Vietnam still has a lot to do to improve the well-being of children and woman and achieve its Millennium Development Goals, a new survey has found.
The Multiple Indicator Cluster Survey 2014, launched Friday in Hanoi, found continuing and glaring disparities in under-five mortality rates amongst vulnerable populations.
With every 1,000 live births, 20 children die before their fifth birthday.
In rural areas, under-five mortality is at 22 per 1,000 live births, while ethnic minority populations have the highest rates at 43 deaths per 1,000 live births, according to the survey carried out by the General Statistics Office with technical and financial support from UNICEF.
Youssouf Abdel-Jelil, UNICEF Representative in Vietnam, said the survey is a joint contribution to the data revolution.
“It is proven that good, timely and accessible data leads to positive solutions to inequality and sustainable development,” he said.

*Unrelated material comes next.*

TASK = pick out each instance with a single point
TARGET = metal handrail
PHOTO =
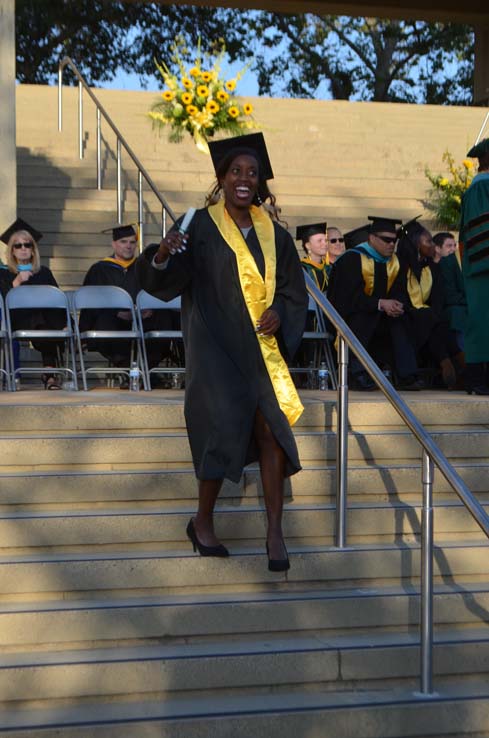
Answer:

Breastfeed and immunization
MICS 2014 data shows that the percentage of infants under six months of age who are exclusively breastfed has increased from 17 to 24 percent over the last five years.
Birth weight disparities are most prevalent in the Central Highlands where more than 7 percent of children are born with low weight under 2,500 grams compared to the 5.7 percent national average.

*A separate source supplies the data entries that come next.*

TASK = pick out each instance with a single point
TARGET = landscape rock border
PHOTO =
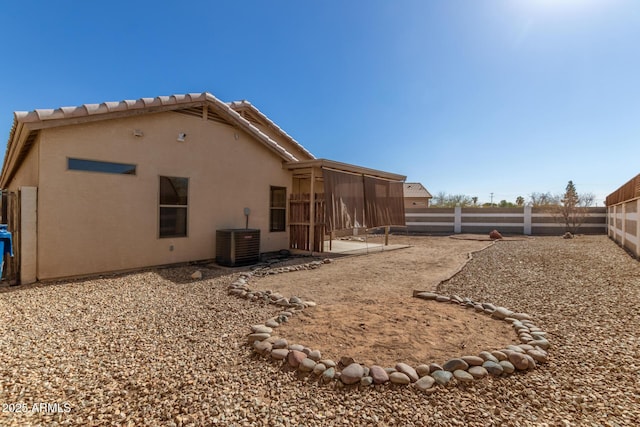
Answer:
(525, 356)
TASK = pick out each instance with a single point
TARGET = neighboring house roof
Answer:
(27, 124)
(415, 189)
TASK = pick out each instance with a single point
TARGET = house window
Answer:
(278, 209)
(173, 206)
(103, 167)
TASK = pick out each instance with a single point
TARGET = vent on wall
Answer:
(236, 247)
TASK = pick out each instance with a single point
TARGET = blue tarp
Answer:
(6, 245)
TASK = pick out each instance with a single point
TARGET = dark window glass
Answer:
(173, 222)
(173, 191)
(103, 167)
(173, 206)
(278, 211)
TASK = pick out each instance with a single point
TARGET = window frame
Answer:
(104, 163)
(273, 208)
(184, 207)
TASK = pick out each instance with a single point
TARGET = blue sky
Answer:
(466, 96)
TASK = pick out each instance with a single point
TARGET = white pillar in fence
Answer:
(457, 221)
(638, 228)
(527, 221)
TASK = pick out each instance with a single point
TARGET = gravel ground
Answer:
(157, 348)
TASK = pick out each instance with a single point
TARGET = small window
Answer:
(174, 194)
(102, 167)
(278, 211)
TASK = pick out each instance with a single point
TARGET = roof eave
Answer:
(344, 167)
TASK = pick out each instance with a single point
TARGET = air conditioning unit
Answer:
(235, 247)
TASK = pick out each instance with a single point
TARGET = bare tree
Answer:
(572, 210)
(543, 199)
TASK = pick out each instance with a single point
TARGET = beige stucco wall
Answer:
(27, 175)
(95, 222)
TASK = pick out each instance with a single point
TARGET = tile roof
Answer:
(415, 189)
(26, 122)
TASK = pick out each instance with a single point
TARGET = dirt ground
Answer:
(365, 309)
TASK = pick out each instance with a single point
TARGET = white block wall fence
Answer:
(525, 220)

In immunization, more than 82 percent Vietnamese children aged 12-23 months are fully vaccinated.
However, the coverage is higher among Kinh children, 84.6 percent, compared to ethnic minority children, 69.4 percent.
Education and child protection
According to the survey, 2 percent of children are out of school at primary education level across the country, with higher proportions in the Central Highlands and the northern midlands and mountainous area.
In child protection, more than 68 percent of children aged 1-14 years in Vietnam are subjected to at least one form of psychological or physical punishment, with more male children experiencing more punishment than female ones.
The number of young women age 15-19 years currently married has risen to more than 10 percent compared 8 percent in the previous survey. Nearly 30 percent of ethnic minority women aged 15-19 years are married.
Domestic violence, AIDS
The new survey also assessed the attitude of women aged 15-49 years towards domestic violence.
The survey results show that 50 percent of women feel that a husband is justified in hitting or beating his wife in a number of situations.
In term of HIV/AIDS prevention, more than 56 percent of women aged 15-49 and half of women aged 15-24 years have insufficient relevant knowledge.
In addition, only 46 percent of women aged 15-49 years are aware of the three ways of mother-to-child transmission — during pregnancy, delivery and through breastfeeding.